Reliable Data Transfer Overview

Unlike the UDP protocol wherein the sender blasts datagrams at the receiver, RDT protocols requires the data to be received in an appropriate order. This is challenging in the setting of noisy networks with possibility of losses and corruptions.

In the case of network corruption, it is important to have a way to acknowledge the reception of accurate information. This is achieved through ACK/NAK. An ACK is sent in the event of not corrupted message, and a NAK otherwise. NAK, however, is not required, as the recipient can simply acknowledge the sequence number of the next anticipated packet. In this project I provide a NAK-free implementation.
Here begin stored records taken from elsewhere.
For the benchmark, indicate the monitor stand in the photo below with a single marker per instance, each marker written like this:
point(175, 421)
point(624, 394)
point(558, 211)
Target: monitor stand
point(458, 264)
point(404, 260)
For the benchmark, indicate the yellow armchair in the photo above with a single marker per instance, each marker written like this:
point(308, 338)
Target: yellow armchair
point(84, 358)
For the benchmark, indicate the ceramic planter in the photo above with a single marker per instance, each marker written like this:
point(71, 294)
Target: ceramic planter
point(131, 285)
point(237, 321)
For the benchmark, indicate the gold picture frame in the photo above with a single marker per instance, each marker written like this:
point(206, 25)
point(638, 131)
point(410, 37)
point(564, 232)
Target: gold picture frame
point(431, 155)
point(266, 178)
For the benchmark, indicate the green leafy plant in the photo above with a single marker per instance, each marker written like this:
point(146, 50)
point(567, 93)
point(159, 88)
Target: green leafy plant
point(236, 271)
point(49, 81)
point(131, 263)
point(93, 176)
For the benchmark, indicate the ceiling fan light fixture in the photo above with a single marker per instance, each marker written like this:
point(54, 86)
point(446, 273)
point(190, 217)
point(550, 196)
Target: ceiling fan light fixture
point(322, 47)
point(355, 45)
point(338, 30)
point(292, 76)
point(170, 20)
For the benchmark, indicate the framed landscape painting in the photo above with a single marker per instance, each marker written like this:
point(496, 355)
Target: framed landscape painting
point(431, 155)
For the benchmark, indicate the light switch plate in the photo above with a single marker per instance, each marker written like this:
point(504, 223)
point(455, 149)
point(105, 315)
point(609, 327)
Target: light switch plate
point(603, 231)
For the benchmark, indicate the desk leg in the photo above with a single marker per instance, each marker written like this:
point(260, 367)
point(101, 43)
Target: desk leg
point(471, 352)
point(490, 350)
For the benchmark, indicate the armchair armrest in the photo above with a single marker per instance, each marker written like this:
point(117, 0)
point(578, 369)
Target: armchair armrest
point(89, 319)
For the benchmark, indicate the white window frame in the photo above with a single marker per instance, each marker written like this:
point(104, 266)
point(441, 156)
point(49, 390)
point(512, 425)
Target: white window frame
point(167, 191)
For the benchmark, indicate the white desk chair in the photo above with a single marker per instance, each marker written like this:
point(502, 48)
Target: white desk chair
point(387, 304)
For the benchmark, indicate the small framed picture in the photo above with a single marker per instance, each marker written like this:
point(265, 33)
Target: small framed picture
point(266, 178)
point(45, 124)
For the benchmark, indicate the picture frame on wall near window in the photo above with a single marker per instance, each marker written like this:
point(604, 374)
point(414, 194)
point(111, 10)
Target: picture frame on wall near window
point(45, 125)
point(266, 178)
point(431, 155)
In the case of losses, the recipient may never receive the message at all. Therefore, the sender must somehow be able to detect a loss event. This is achievable through timeouts. If the sender does not receive a respond from the receiver after a time $T$, it assumes that a loss has occured, and resends the message.
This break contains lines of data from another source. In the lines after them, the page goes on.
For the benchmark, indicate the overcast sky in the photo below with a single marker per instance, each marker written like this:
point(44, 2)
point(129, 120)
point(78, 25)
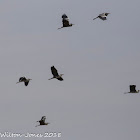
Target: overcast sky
point(99, 60)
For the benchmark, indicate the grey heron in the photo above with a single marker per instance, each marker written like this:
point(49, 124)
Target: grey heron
point(65, 21)
point(42, 121)
point(23, 79)
point(133, 89)
point(55, 74)
point(102, 16)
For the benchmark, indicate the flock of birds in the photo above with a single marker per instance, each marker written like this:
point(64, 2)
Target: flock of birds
point(65, 22)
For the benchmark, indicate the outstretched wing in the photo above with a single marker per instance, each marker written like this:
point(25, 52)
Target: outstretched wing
point(132, 88)
point(54, 71)
point(65, 22)
point(64, 16)
point(43, 119)
point(22, 79)
point(26, 83)
point(60, 78)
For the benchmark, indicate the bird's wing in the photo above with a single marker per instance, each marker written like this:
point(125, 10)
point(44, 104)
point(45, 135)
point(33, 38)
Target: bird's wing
point(22, 79)
point(26, 83)
point(43, 119)
point(64, 16)
point(65, 22)
point(95, 18)
point(132, 88)
point(102, 15)
point(60, 78)
point(54, 71)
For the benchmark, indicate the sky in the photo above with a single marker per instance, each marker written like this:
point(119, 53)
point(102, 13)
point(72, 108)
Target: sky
point(99, 60)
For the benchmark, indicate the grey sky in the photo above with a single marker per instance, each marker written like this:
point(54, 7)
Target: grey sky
point(99, 59)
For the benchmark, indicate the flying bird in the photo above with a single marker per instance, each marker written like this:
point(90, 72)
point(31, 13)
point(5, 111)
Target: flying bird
point(23, 79)
point(55, 74)
point(102, 16)
point(42, 121)
point(65, 21)
point(132, 89)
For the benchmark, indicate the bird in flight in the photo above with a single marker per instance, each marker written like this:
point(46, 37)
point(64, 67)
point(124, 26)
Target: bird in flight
point(102, 16)
point(42, 121)
point(55, 74)
point(133, 89)
point(23, 79)
point(65, 21)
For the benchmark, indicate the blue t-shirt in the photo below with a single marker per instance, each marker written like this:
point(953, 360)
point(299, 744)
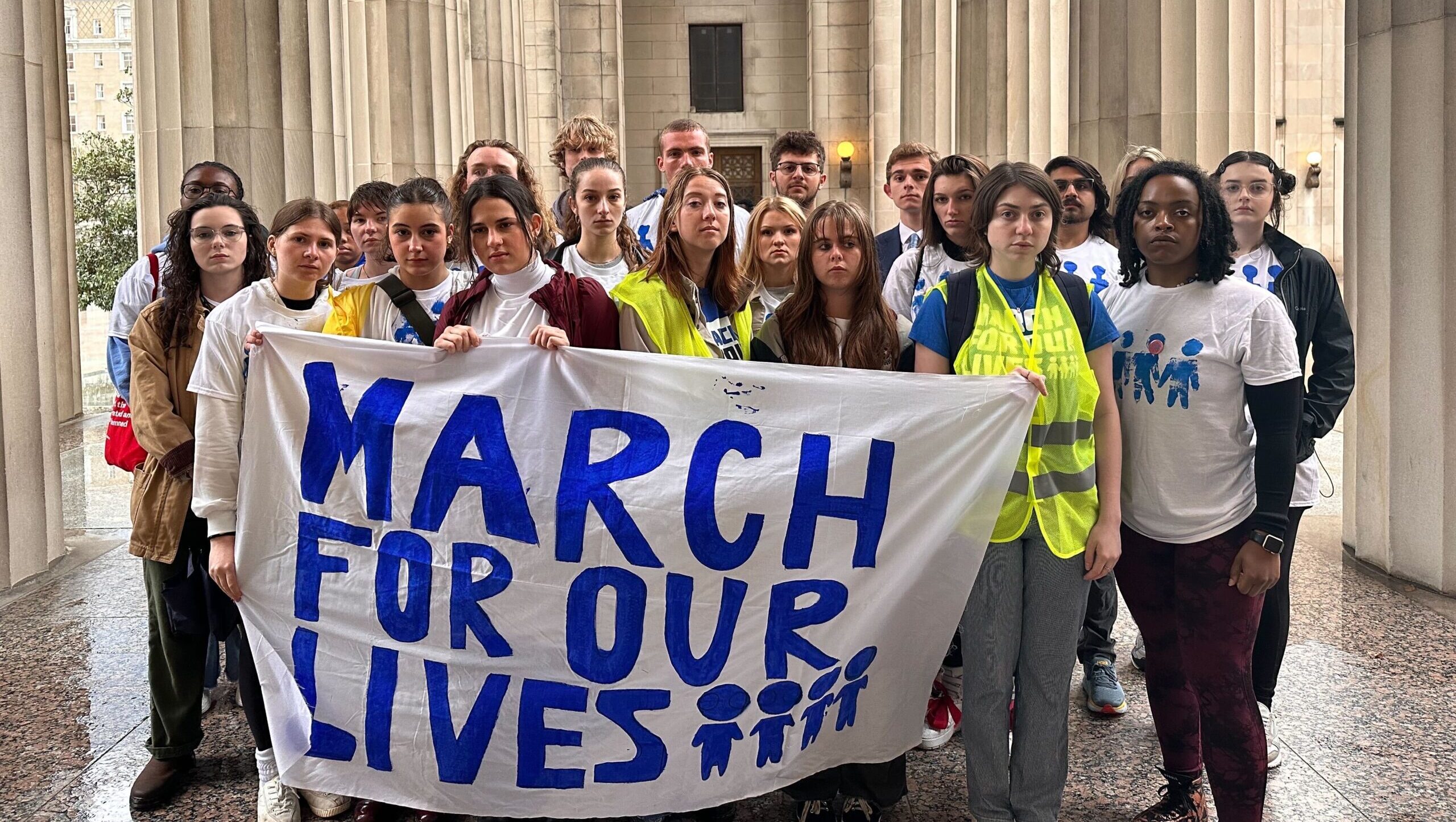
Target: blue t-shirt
point(929, 325)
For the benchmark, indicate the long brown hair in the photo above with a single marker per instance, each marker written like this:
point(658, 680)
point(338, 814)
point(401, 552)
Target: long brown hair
point(935, 235)
point(183, 279)
point(749, 255)
point(632, 252)
point(872, 339)
point(729, 287)
point(991, 191)
point(299, 210)
point(547, 242)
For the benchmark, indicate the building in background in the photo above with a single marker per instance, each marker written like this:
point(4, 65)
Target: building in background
point(100, 66)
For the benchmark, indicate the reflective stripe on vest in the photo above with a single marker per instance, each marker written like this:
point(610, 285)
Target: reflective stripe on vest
point(1056, 474)
point(666, 318)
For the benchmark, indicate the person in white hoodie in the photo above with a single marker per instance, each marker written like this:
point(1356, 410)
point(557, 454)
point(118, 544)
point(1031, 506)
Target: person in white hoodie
point(303, 242)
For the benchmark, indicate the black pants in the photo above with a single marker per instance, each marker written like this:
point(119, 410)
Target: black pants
point(1273, 638)
point(883, 783)
point(177, 658)
point(1097, 628)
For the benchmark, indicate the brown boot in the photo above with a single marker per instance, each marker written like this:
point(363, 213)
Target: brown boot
point(159, 782)
point(1181, 800)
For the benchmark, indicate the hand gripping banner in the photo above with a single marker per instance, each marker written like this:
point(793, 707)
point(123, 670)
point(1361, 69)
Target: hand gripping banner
point(580, 584)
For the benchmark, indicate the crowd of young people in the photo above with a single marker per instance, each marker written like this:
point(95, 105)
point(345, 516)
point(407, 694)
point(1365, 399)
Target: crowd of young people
point(1165, 323)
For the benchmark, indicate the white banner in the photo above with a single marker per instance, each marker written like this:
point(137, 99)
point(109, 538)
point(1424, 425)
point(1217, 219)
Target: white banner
point(583, 584)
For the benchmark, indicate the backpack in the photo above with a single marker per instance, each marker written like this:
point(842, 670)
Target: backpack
point(965, 298)
point(121, 447)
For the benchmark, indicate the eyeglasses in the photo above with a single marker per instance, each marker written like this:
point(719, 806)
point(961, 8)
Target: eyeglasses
point(1234, 188)
point(810, 169)
point(204, 236)
point(194, 191)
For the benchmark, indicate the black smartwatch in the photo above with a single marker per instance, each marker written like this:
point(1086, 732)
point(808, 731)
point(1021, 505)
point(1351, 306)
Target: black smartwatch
point(1267, 542)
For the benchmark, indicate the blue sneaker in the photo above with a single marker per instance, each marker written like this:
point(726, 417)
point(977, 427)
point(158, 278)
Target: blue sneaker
point(1103, 690)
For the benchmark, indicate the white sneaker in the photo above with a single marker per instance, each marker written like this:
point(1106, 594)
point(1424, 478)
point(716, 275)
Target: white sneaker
point(1276, 757)
point(277, 802)
point(942, 713)
point(324, 804)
The transmission protocol can be represented as the following Finite State Machine of RDT 2.2. Note that there are multiple layers to Reliable Data Transfer, which are listed here

Pipelining using GBN

In the Finite State Machine given above, message sequence numbers can increment gradually. However, there is no pipelining to this procedure. (i.e. packet will not be sent unless the previous packet has been ACKed and the ACK is successfully received.)
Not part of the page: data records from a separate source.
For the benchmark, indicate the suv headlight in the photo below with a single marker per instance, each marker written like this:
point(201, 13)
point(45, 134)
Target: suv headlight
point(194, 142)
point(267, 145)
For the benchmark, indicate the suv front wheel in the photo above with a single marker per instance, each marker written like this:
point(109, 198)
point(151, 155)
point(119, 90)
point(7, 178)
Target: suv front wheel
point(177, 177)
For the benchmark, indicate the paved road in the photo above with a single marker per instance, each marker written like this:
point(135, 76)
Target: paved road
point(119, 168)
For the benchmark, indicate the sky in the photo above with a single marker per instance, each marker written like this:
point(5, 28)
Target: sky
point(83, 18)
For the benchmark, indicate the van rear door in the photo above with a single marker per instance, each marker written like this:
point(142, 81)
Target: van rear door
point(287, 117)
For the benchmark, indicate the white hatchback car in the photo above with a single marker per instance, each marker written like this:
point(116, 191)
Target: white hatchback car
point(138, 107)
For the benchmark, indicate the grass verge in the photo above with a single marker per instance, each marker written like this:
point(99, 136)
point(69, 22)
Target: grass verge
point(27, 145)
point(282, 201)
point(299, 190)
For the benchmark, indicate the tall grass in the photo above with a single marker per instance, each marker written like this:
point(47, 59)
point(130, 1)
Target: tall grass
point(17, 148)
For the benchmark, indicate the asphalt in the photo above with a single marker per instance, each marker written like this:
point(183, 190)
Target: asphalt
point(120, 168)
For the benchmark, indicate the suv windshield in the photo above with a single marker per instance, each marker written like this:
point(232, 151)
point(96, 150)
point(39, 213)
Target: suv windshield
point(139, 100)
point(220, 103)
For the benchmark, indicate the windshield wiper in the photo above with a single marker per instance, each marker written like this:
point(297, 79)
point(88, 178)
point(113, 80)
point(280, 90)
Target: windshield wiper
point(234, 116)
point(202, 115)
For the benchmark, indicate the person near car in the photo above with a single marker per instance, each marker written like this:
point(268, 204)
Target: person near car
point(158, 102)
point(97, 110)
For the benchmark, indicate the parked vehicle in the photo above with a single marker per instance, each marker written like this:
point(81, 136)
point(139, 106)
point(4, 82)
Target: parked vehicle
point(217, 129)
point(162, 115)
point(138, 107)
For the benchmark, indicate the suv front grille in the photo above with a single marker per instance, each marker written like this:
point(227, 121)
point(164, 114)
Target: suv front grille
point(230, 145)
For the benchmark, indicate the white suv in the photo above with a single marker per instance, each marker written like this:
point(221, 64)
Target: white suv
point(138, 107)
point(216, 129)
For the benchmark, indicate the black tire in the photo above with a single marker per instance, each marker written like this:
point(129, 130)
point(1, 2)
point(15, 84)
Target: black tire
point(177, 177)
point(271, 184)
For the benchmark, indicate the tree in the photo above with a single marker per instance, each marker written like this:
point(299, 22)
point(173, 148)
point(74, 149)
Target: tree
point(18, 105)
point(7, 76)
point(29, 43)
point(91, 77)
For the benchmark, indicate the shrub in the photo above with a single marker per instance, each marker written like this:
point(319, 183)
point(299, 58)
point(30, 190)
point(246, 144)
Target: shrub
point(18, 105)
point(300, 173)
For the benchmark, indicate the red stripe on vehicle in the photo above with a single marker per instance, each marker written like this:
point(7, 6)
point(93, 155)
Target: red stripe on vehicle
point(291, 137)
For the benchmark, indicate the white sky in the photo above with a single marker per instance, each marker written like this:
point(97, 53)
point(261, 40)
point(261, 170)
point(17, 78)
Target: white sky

This can be modified by using the Go-Back-N Protocol. In the GBN protocol, the sender sends N continguous data chunks to the receiver. When the receiver have ACKed all data chunks up to index $i$, the sender will continue to send $n+1, n+2, \cdots, n+i$. However, if at any point a packet $j$ timeouts (convince yourself that this is also the earliest un-ACKed packet), then it will resend all packets $j, j+1, \cdots, j+n-1$, hence the name Go-Back-N.

TCP Congestion Control

Another feature is of RDT is timeout. It is important to have a timeout algorithm that takes into account the current network status rather than a hard-coded value. We use the algorithm specified in RFC 6298 to calculate the retransmission time. To compute the current RTO, given the most recent round trip time $R'$, we calculate the smoothed current round trip time using Exponential Moving Average $$SRTT = (1-\alpha)*SRTT + \alpha R'$$ and the variance of the round trip time is given by: $$VAR = (1 - \beta) * VAR + \beta * |SRTT - R'|$$ choosing $\alpha = 0.125, \beta = 0.25$, and let $G$ be the clock granularity of the network, RTO is given by: $$RTO = SRTT + \max (G, 4*RTTVAR)$$ In the event of a loss, RTO is doubled and capped at 6 seconds (as opposed to 60 seconds in RFC 6298). $$RTO = \min(6, 2*RTO)$$

Suggested Improvements

An alternative to the Go-Back-N protocol is the Selective Repeat protocol, which only resends the lost packets rather than all packets after the lost packet. This is more efficient, but also more complex to implement. During my research, I realized that the Go-Back-N protocol is more than sufficient for the scope of this project. It is also employed in the real TCP protocol, so it was a good exercise to understand it.

Another improvement is to implement a more sophisticated congestion control algorithm, such as the TCP Tahoe or TCP Reno algorithms. These algorithms are more robust in handling congestion in the network, and can achieve higher throughput and lower latency.

Lastly, one may think about using multi-threading to handle multiple connections at once, which can further improve the speed of the file transfer.